The auburn-haired man came up beside him on the rocky ledge and peered over the valley with him.

“I don’t think I could sleep even if I tried,” Eric muttered.

“Want me to knock you over the head with a rock? That’ll put you to sleep real good.”

Eric let out a snort of laughter. “No thanks. The last thing I need right now is a concussion.”

Ramsay grinned. “Suit yourself.”

From this angle they could barely see the gryphon’s keep, a marble labyrinth built into the mountain itself, but Eric looked up anyway. He tried to study the enemy territory as much as he could before they had to storm it.

“Thinking about our impending doom?” Ramsay asked.

“That’s not funny.”

“I wasn’t trying to be.”

The two men fell quiet, both thinking about one thing only--their mate, Matheson, locked up somewhere in the gryphon’s keep. Both of them had no idea what he must be suffering.

“Eric, you know I love you and think you’re a good as hell pack leader,” Ramsay began quietly.

Eric braced himself for whatever was coming next. “But?”

“I don’t know if our little army is strong enough to defeat enough gryphons to save Matheson.”
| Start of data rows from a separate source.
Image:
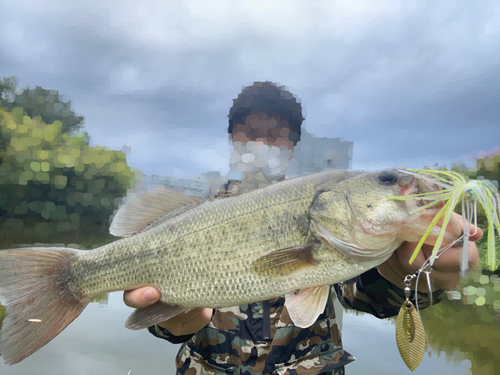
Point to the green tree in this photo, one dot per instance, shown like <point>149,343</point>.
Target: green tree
<point>48,104</point>
<point>7,87</point>
<point>51,181</point>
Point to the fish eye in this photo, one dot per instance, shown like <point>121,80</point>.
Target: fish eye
<point>388,177</point>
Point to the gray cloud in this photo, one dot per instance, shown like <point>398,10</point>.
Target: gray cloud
<point>391,77</point>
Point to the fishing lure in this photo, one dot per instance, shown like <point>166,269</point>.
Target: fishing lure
<point>410,334</point>
<point>455,189</point>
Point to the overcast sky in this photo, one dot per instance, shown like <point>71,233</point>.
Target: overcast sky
<point>410,83</point>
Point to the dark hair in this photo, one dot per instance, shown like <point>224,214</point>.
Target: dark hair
<point>267,97</point>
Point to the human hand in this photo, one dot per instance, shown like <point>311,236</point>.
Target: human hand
<point>183,324</point>
<point>445,271</point>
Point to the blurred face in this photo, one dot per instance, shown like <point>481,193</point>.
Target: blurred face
<point>260,127</point>
<point>261,144</point>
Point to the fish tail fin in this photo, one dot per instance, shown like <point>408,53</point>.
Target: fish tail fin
<point>35,289</point>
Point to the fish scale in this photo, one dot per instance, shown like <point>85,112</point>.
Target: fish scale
<point>253,225</point>
<point>294,236</point>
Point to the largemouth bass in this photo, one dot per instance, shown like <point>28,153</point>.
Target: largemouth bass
<point>293,238</point>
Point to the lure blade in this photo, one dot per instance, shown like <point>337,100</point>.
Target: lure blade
<point>410,336</point>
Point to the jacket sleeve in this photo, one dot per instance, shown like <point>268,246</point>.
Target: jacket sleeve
<point>163,333</point>
<point>372,293</point>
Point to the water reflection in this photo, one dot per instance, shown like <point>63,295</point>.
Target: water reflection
<point>98,343</point>
<point>463,340</point>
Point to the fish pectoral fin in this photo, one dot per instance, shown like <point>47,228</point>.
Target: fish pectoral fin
<point>287,261</point>
<point>145,210</point>
<point>306,305</point>
<point>154,314</point>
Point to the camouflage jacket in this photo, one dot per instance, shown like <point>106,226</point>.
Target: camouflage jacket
<point>260,338</point>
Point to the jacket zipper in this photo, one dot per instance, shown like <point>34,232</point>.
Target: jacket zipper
<point>266,320</point>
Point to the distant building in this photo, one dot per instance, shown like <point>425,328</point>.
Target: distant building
<point>313,154</point>
<point>196,186</point>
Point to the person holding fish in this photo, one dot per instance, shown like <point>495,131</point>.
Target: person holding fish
<point>265,337</point>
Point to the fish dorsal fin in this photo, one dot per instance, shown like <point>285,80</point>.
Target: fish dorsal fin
<point>235,188</point>
<point>306,305</point>
<point>286,262</point>
<point>141,211</point>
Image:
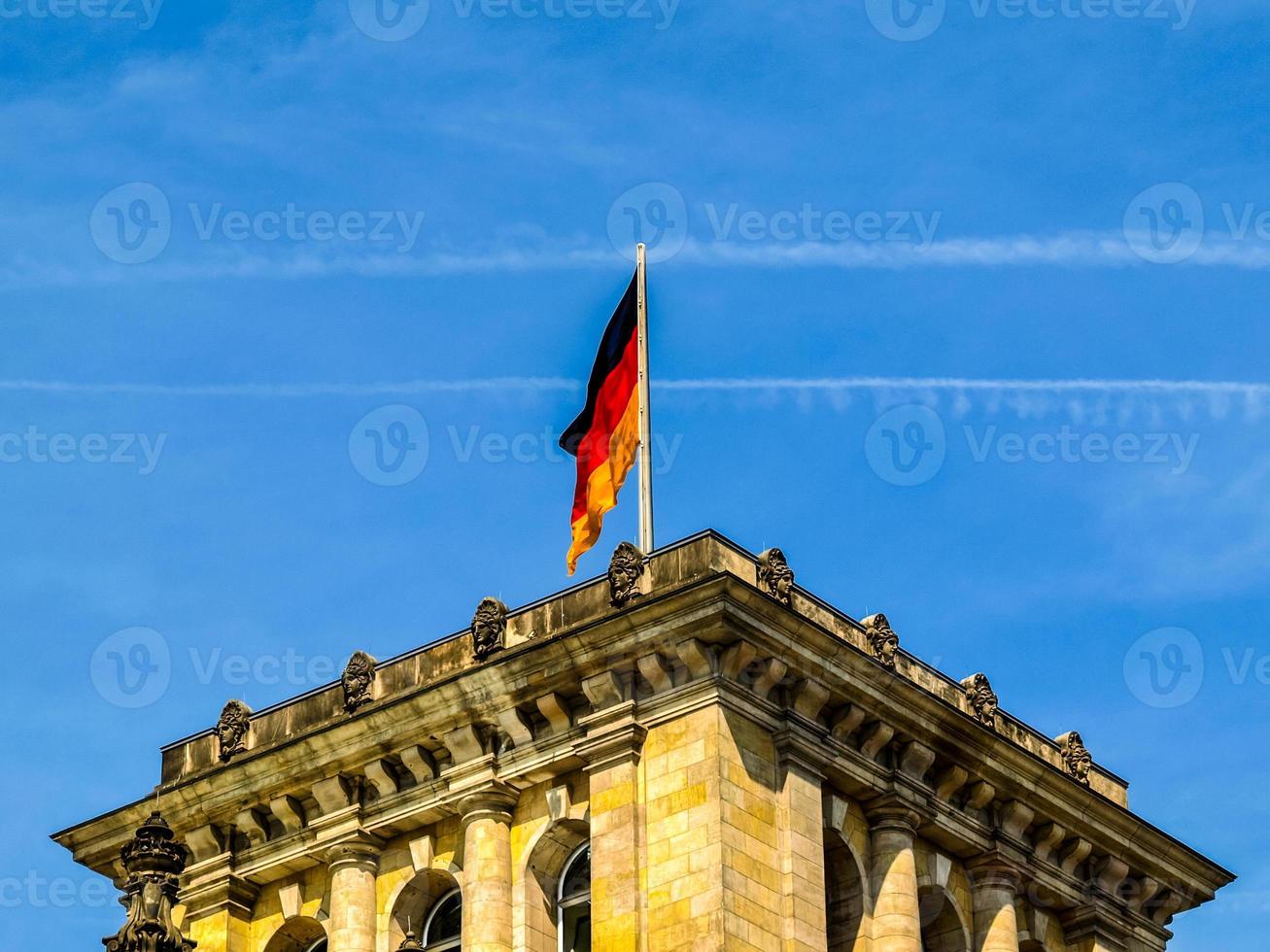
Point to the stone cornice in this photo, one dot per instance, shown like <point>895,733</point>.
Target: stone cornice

Ramsay had voiced the secret fear that Eric had been harboring since Matheson was abducted, but hearing it out loud was even more painful.

He turned around to look at the group they had amassed. It was a little army indeed. A small band of wolves comprised of Matheson’s parents, Lilian and Mitchell, and the parents of Ramsay and Colton; Crystal, of course; and a handful of guards from each respective pack.

Eric tried not to feel disheartened, even though a horrible voice in the back of his mind kept screaming at him that he was leading all these people to their demise.

He couldn’t blame the others for not coming. A pregnant omega was worth protecting, they agreed, but not if it meant marching into the territory of a freakishly powerful enemy on unknown lands. Even the mountain itself was a hazard--a wolf couldn’t fly like a gryphon if their paws slipped from the rocks.

“It will be enough.”

Eric and Ramsay turned to face Colton, who had snuck up behind them with a serious frown. His eyes were hard as ice.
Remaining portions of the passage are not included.